Finance Minister Dr. Thanong gave the opening address at ‘SET in the City 2005’, which is being co-hosted by the SET and Money & Banking Magazine on Nov. 17 – 20, 2005 at the Queen Sirikit National Convention Center.
The event’s theme is “The SET: 30 Years of Providing All You Need in the Investment World”. The theme reflects the assortment of financial products that serve the needs of all investors in the Thai market, including equity, debt, financial and agricultural derivatives, as well as mutual fund products.
The Minister noted, “The variety of choices will be good for businesses and investment conditions. The economy will also be more stable in the long term, as the banking sector becomes less depended upon.
“Previously fundraising of Thai businesses depended largely on the banking sector, which accounts for approximately 120% of Gross Domestic Product (GDP). This dependency is not good for the economy. However, recently there have been more choices available. Thus, firms are less dependent on banks as they begin to turn towards the capital market instead for fundraising. The fundraising values of the bond, stock, and credit markets now stand at approximately 50%, 70% and 70% of Thailand’s GDP respectively, ” Dr. Thanong said.

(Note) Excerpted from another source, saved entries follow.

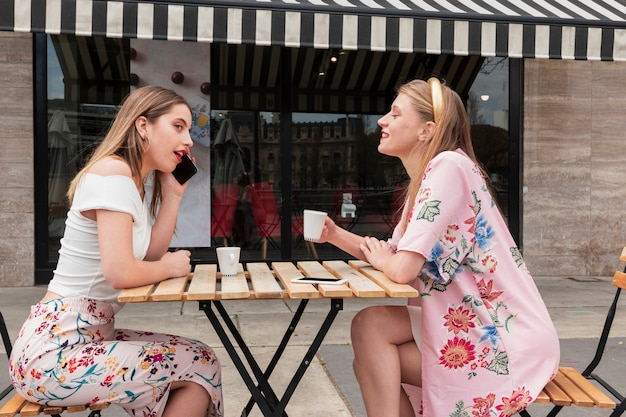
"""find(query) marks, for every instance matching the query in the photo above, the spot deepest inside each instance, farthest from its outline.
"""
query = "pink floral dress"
(488, 343)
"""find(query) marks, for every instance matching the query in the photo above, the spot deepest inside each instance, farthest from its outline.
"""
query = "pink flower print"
(459, 320)
(108, 381)
(457, 353)
(424, 195)
(518, 401)
(451, 233)
(482, 406)
(490, 262)
(486, 292)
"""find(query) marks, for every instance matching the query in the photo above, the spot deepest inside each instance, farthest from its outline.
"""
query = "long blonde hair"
(436, 102)
(124, 141)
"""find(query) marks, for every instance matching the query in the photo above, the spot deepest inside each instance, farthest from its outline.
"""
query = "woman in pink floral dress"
(479, 340)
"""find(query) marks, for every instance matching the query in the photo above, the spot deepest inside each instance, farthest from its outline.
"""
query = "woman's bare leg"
(187, 399)
(385, 355)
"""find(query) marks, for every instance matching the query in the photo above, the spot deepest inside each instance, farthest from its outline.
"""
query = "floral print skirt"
(69, 352)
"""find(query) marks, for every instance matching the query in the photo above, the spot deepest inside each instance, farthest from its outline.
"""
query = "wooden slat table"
(259, 281)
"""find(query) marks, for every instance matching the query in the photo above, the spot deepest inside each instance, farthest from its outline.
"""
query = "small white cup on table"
(314, 224)
(228, 259)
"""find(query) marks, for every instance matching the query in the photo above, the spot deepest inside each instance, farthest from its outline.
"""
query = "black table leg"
(262, 394)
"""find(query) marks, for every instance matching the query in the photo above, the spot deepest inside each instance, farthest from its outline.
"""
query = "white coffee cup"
(313, 224)
(228, 260)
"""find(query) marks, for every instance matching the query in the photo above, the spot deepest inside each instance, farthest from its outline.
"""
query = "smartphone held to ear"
(185, 169)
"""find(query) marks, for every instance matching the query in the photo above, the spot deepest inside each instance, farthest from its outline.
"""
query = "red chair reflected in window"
(223, 204)
(265, 210)
(297, 230)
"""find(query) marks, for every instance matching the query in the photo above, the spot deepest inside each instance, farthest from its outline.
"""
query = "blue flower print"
(484, 232)
(490, 332)
(436, 252)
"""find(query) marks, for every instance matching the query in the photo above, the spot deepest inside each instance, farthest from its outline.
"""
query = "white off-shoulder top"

In the past, the value of funds raised by Thai businesses through the bond and stock markets were equal to approximately 12% and 23% of Thailand’s GDP. It is expected that the size of the funds raised through the stock market will be equivalent to the country’s GDP sometime in the next five years. Also, the government is promoting the bond market to enable it to achieve an equal size to the stock market within the next 10 years.
Nevertheless, Dr. Thanong noted that there was still a pitfall in the Thai market. Currently, retail investors still make up 63% of the total market investors. This group of people, with only 100,000 accounts, is dominant with their active trading. Meanwhile, the proportion of institutional and foreign investors are about 10% and 27% respectively. This dominance of retail investors can lead to an unstable market. We should therefore encourage them to invest more though institutions.
Dr. Thanong also said, “The government has the will to develop the Thai capital market in line with international standards. It is on track with the 5-year Thai Capital Market Master Plan, formulated to make the market dynamic and keep pace with the changing environment, including cross-border capital flows. The size of global assets and investment flows are approximated at USD38 trillion.
President of the SET, Mr. Kittiratt Na-Ranong, disclosed that drafting of the next Thai Capital Market Master Plan would be concluded by end-2005. This plan will enable the Thai capital market to keep abreast of the free market as well as foreign competition.
Mr. Kittiratt expected that the target share of trading by institutions as a proportion of total securities trading would be achieved within the next 4-5 years, so as to make the market more balanced.